Another truth: you cannot sell many products with liberal broadcasters and leftist pundits.
• “Static” by the sister-brother team of Amy and David Goodman denounces government control of the media with lies, manipulation, fabrication, deception and spin. But the media, instead of seeing through the charade, serve as megaphones for government.
“The media can’t seem to shake their instinct to defer to power,” the Goodmans write. For example, in December 2005 the New York Times revealed that the Bush administration broke the law by ordering wiretaps without a warrant. But: the Times held the story until after the presidential election of 2004 at the request of the White House.
A story dealing with an unconstitutional undermining of American liberties should never be suppressed. A truly adversarial media wouldn’t think of it. It was another blatant case of press betrayal of the glorious First Amendment.
Other unassailable points made by the Goodmans: 1) journalists trade truth for access. 2) “The United States is an outlaw nation.” 3) The problem is not just that governments lie but that the “embedded” press abets the deception.
• “Digital Destiny” by Jeff Chester rightly deplores the ever-increasing consolidation and commercialization of the media.
Chester, head of the Center for Digital Democracy, is optimistic that the explosive growth of the Internet and telecommunications provides the potential for a truly democratic media, a media of the many rather than the few, a media offering a wide variety of independent news, information and culture.

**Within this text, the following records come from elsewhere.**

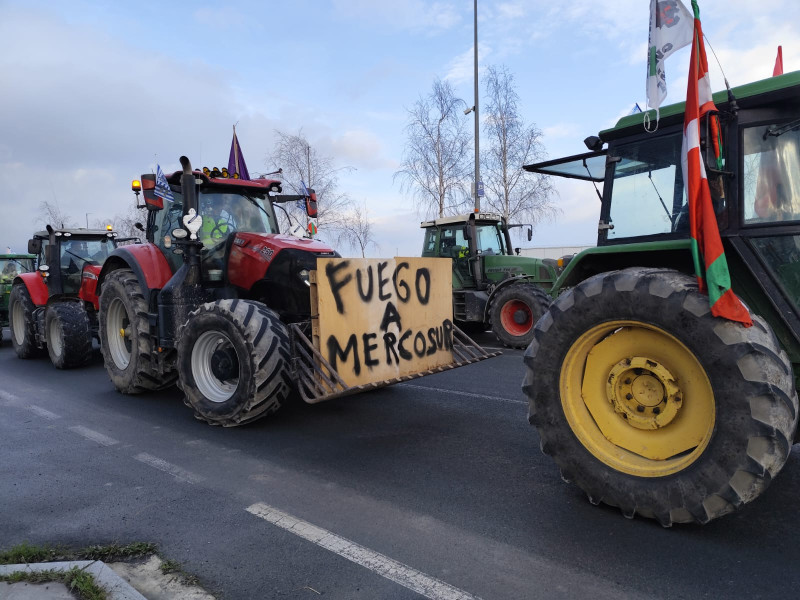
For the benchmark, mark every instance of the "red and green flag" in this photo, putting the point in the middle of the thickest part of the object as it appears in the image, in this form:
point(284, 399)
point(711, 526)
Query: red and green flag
point(709, 257)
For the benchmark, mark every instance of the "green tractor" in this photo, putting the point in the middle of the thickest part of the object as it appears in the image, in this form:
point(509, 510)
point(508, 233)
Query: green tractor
point(491, 285)
point(11, 265)
point(642, 397)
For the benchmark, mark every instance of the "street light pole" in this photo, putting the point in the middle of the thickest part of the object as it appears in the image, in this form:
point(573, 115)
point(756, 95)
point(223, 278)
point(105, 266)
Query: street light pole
point(477, 120)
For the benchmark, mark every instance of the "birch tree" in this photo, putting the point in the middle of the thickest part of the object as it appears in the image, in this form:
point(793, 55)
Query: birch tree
point(511, 143)
point(357, 230)
point(435, 168)
point(300, 161)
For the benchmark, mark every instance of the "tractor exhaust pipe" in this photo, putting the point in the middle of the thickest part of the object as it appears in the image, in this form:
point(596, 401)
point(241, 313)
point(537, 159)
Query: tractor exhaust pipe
point(183, 292)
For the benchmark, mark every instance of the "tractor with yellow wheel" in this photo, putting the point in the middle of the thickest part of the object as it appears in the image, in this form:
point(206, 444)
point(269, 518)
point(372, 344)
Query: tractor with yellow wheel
point(642, 397)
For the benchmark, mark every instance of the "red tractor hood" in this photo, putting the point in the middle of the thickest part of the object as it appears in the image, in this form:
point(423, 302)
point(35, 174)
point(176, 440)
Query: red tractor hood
point(253, 253)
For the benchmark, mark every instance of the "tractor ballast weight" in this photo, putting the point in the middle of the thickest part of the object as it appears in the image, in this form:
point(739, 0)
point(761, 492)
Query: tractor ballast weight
point(642, 397)
point(223, 304)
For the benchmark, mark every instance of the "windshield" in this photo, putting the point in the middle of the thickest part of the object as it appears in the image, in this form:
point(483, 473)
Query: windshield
point(647, 195)
point(11, 267)
point(489, 239)
point(76, 252)
point(237, 212)
point(771, 175)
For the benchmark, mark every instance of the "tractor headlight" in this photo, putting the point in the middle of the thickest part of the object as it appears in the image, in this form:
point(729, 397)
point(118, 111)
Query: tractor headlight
point(303, 274)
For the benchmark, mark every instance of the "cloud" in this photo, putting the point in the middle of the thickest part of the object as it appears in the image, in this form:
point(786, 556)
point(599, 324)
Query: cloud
point(462, 68)
point(417, 16)
point(361, 149)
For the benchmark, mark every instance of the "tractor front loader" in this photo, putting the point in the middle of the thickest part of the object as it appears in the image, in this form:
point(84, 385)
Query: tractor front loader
point(642, 397)
point(240, 316)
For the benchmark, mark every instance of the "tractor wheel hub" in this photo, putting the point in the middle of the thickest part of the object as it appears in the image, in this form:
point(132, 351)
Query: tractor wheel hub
point(644, 393)
point(225, 364)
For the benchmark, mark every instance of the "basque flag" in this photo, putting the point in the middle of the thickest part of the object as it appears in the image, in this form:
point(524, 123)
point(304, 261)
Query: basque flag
point(709, 257)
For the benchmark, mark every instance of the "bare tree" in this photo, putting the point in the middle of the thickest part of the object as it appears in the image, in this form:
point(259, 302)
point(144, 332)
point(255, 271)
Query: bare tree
point(435, 166)
point(511, 143)
point(300, 161)
point(50, 213)
point(357, 230)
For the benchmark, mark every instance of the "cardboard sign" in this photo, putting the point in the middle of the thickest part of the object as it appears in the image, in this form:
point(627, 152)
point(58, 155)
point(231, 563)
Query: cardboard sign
point(384, 318)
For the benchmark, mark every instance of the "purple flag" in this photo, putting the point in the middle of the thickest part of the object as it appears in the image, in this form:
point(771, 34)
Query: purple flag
point(236, 161)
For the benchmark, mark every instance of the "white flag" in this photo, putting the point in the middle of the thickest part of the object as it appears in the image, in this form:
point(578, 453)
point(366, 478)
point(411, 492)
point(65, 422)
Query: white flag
point(671, 28)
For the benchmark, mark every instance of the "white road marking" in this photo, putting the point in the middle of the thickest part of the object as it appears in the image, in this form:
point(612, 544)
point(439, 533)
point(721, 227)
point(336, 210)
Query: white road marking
point(38, 410)
point(8, 397)
point(430, 587)
point(460, 393)
point(162, 465)
point(94, 436)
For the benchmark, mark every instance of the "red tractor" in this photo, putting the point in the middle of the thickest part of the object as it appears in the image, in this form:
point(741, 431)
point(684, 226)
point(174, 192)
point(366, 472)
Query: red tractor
point(207, 301)
point(55, 307)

But reality again intrudes. The purpose of TV news, Chester writes, is primarily “to keep viewers engaged so they will watch the next commercial.” Ratings-driven decisions create news programmings “light on information, analysis and criticism.” Contrarian views are verboten.
True. But, as with all apostles of New Media, Chester is far too optimistic. All the Internet blogs and podcasts will not make this conservative nation the progressive one it should be.
• “The Sound Bite Society” by Jeffrey Scheuer points out that TV, rewarding simplistic and emotional messages, does not serve democracy.
Scheuer rightly deplores “mindless and manipulative political advertising, shallow political dialogue and equally shallow TV news programs…Our popular and political cultures are dominated by money and profit, imagery and spin, hype and personality.”
Scheuer notes two other facts: 1) “It has long been a commonplace for local news departments to focus on violence and sensationalism” (“if it bleeds it leads”) while ignoring white-collar crime. 2) The shouting heads of TV punditry.
• “Kill the Messenger” by Nick Schou tells the sad tale of a courageous investigative reporter driven to suicide because of betrayal by his own editors and destruction by leading newspapers.
The reporter, Gary Webb of the San Jose Mercury News, wrote a three-part series, “Dark Alliance,” in 1996 detailing the link among the CIA, the crack cocaine explosion and black communities.
“Webb spent more than a year uncovering the shady connection between the CIA and drug trafficking through the agency’s relationship with the Nicaraguan contras, a right-wing army that aimed to overthrow the leftist Sandinistas governments during the l980s,” Schou writes.
The CIA knew that the contras were dealing cocaine but did nothing to stop them. “He (Webb) was right,” Schou concludes. The CIA admitted later that it had lied about the scandal.
Despite the powerful indictments in these books, too many American cretins insist the media are liberal, that the earth is flat, that evolution is a myth and that Saddam had WMD.